For a woman to be the only source of income is incredibly difficult for most because they simply don't want to put in the same hours once they have kids. There aren't a lot of super high paying jobs that allow for you to have a lot of free time to raise a family. So once you have kids, you instincts are to spend more time as a mother than a provider. If dead beat dad just sits around all day, it makes this incredibly tough for a woman to then be a mother. 

For the record, I personally wouldn't want to be married to a woman who is fine with being a sahm unless it made sense financially. Like her income is equivalent to daycare costs. At that point you might as well stay home. But we don't have daycare costs because of relatives and our jobs both allow for it. So yeah, my wife better work! Lol. She wants to anyway, she didn't get her masters degree for nothing!


----------



## Lila

I am a part of a core group of 6 friends who share common traits. We're all in our first marriage. All are long term marriages (>15 years). All of us are white collar, high earning working moms. Two have two kids, the rest of us have one. 

Two are big time bread winners married to essentially SAHDs (they keep part time <15 hour per week jobs for appearances). Their husbands are night and day from each other but they do share one thing in common.... they do a great job of meeting their wives needs, whatever those happen to be. They seem to be happy. 

I've given up trying to figure out what makes other people's relationships tick. If it works, more power to them. 

Sent from my SM-G950U using Tapatalk


----------



## Laurentium

TheDudeLebowski said:


> before you ladies get all pissed off. You can do the work just as well. The reason is because once kids come into the picture, your priorities change where work isnt as important anymore and a mans priorities change where its more important than ever. That is the real difference in all of this. A woman wants to work less to nurture more, and a man wants to work more to provide more.
> 
> This is thousands of years of DNA and evolution and people like to fight against it. It is beyond me.


Annnnnd.... you're fired from Google.


----------



## Personal

chillymorn69 said:


> The ones I know the wife settled because the biological clock was ticking. They were average at best looking and had good degrees. With low self esteem. And there husbands were always just along for the ride. And once he struck gold he became even lazier and less motivated.
> 
> There all still married. Go figure life is crazy.


My wife was very attractive and still is and I was rather handsome as well way back when.

Funnily enough neither my wife or I wanted kids as such, yet we were are very fertile so some got past birth control.

We're together because we like having sex together and have always been able to talk to each other for hours on end, while not being bored by the other through decades of being together.


----------



## Personal

TheDudeLebowski said:


> Yeah I've seen this many times. Often results in divorce. The only way it can work is when the wife doesn't ever want kids. But when kids arrive and the wife's motherly instincts kick in, they often realize money and career aren't the keys to happiness in their life any longer. They want to stay home and spend more time with their kids, like pretty much every woman ever. They realize 40k a year plus loads of time with their kids raising them is infinitely better than 200k a year and seeing them here and there for a few minutes.


When my wife and I had kids together and after our last child and after her last year off from maternity leave, my wife went back to work full time and I took what turned out to be circa 3½ years off, to stay at home with the kids since we would be financially worse off if I remained the sole breadwinner. 
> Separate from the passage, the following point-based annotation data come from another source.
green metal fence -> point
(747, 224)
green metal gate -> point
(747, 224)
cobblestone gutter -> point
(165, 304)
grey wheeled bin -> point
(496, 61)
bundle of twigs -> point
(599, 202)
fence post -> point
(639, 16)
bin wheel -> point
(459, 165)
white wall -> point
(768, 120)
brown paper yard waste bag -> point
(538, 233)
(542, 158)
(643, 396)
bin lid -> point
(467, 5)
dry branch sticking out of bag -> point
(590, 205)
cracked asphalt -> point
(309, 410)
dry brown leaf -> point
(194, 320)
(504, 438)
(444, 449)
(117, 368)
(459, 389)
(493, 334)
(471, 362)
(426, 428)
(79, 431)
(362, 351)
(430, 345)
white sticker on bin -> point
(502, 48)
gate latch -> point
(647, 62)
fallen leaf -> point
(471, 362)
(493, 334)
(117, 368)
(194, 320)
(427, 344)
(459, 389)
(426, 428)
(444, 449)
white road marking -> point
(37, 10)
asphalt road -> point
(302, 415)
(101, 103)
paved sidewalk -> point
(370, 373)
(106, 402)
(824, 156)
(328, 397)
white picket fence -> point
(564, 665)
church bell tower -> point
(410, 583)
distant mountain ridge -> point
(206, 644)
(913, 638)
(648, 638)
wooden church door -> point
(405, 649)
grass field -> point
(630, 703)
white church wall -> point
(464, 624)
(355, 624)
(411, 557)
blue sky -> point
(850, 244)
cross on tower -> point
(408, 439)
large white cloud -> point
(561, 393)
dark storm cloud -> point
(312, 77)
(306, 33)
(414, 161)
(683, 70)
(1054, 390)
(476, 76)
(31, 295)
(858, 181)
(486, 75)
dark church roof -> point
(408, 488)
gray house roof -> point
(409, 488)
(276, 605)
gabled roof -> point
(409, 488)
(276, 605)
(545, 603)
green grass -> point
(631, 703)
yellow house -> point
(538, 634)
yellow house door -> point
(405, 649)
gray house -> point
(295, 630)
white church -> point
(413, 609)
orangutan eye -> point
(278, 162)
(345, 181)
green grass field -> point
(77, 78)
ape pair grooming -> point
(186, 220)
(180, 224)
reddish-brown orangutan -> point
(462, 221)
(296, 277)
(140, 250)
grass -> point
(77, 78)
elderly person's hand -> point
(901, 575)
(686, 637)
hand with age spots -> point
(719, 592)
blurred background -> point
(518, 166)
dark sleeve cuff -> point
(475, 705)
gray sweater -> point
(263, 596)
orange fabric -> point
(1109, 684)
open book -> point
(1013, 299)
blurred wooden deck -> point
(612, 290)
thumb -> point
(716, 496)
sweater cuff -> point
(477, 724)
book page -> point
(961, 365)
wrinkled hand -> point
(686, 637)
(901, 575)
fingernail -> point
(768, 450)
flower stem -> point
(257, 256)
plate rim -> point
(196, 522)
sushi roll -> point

Through that time my wife and I had no notable problems that I can recall and our sex life remained great, frequent and varied as always. That said I was bored out of my mind dealing with the kids and found I couldn't relate to the other male SAHP I met. Although I did get some explicit offers of sex along the way which I turned down, from some of the mothers I met on playdates with the kids etc.

Being bored once our youngest was starting school I got back into work, with a creative business that usually offers me steady work, sometimes lots of work and sometimes it's quieter. Plus through the years I have sometimes done work for other organisations as well along the way.

Yet my wife remains the primary breadwinner with a steady and very generous six figure income in government management roles, where she only works 38 hours a week, and has always been no more than 10-15 minutes drive or walk from work, so we spend plenty of time together.



TheDudeLebowski said:


> The interesting thing is no woman will tell you men are better nurturers than woman. Woman are just naturally better at it then men and always will be. Every woman will agree with you. Every man will too!


Then you have lived a sheltered life and never been with an INTJ woman. My wife has an INTJ personality type which occurs in about 4 women out of 500. Wonderful and awesome though she is, I don't think I nor anyone else who knows her would ever describe her as very nurturing.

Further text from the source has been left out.